In the second chapter, Faldistoire, “. . . the name my mother gave me for some still-obscure reason that I’ve been pondering for a while now, seeking a buried meaning, perhaps one that doesn’t exist,” offers the reader a description of the “Commercial Advantages” of Chicoutimi. The account reads like a tourist pamphlet written at the behest of the local chamber of commerce: “You can find everything in Chicoutimi, whatever you want you can get at place du Royanne, at Walmart, or at the big Canadian Tire, or at Club price . . . ” Note the specificity of the retail landscape. In a synecdochal maneuver, Chicoutimi becomes representative of the greater North American, neo-liberal, late capitalist order of which it is necessarily a part — a society ruled by idiocy and hypocrisy, and one that willingly sacrifices its children, symbolic of a livable future, to the gods of crass consumerism.
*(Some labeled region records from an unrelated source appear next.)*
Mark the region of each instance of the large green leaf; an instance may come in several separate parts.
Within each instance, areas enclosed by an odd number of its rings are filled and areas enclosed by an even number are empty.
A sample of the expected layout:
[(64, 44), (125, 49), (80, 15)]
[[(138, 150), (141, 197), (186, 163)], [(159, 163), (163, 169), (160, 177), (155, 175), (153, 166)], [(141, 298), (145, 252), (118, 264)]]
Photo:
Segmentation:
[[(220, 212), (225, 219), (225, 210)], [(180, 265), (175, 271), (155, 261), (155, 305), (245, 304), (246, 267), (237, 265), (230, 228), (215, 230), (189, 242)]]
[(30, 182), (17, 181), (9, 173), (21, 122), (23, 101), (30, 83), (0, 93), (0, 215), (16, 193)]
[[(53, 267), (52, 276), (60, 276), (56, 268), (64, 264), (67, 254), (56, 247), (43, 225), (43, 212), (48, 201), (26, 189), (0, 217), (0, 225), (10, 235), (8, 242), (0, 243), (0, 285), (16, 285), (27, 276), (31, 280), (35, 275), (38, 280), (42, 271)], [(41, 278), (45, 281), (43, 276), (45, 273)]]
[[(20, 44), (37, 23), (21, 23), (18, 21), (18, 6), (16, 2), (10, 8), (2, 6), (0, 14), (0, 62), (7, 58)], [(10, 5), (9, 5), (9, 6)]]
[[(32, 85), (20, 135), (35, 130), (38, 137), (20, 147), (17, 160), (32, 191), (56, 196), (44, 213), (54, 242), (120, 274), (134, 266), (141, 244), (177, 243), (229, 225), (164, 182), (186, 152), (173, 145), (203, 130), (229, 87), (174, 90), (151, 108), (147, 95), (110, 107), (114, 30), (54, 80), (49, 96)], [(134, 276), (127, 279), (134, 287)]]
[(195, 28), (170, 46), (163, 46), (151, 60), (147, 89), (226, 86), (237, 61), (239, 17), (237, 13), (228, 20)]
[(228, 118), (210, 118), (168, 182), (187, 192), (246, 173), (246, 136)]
Witness the horrific death of young Sylvie, reduced to ground meat by a giant snowblower while tunnelling in a pile of snow: “The blower spits out a brief jet of scarlet snow, with Sylvie pulverized inside it, onto the snow bank.” Then there’s the death of young Croustine, eaten alive by two cougars after falling, or was he pushed, into their enclosure at the Chicoutimi zoo. Whether or not these deaths are actual murders or merely accidents is never made clear, but the effect is to suggest that something both systematic and indifferent is responsible — such as an entire economic and social order.
As it turns out, however, this economic order will not stand: “All of Chicoutimi’s structures were built over a fault patched up with concrete and asphalt. A long, hidden fault, a flaw the inhabitants ignored, they never knew how to value the beauty of such a rupture.” The inevitability of collapse is hastened by Chicoutimi’s dead children returning from the grave to exact revenge on their parents and teachers for allowing them to be sacrificed to an indifferent economic system. “Chicoutimi shakes when the first bomb explodes. My magnificent friends, my dead children, are blowing themselves up at the four corners of the city . . . Chicoutimi rumbled seven times, great faults split the ground, and the deeps from nowhere start to engulf its hideous suburbs.”
This novel could have easily been titled You Will Kill What You Have Loved, for the author seems to be suggesting that our current modus operandi is no longer working — if it ever really worked at all — and we are witnessing its inevitable breakdown; but it is children, symbolic of the most vulnerable among us who will bear the brunt the collapse. You have been warned.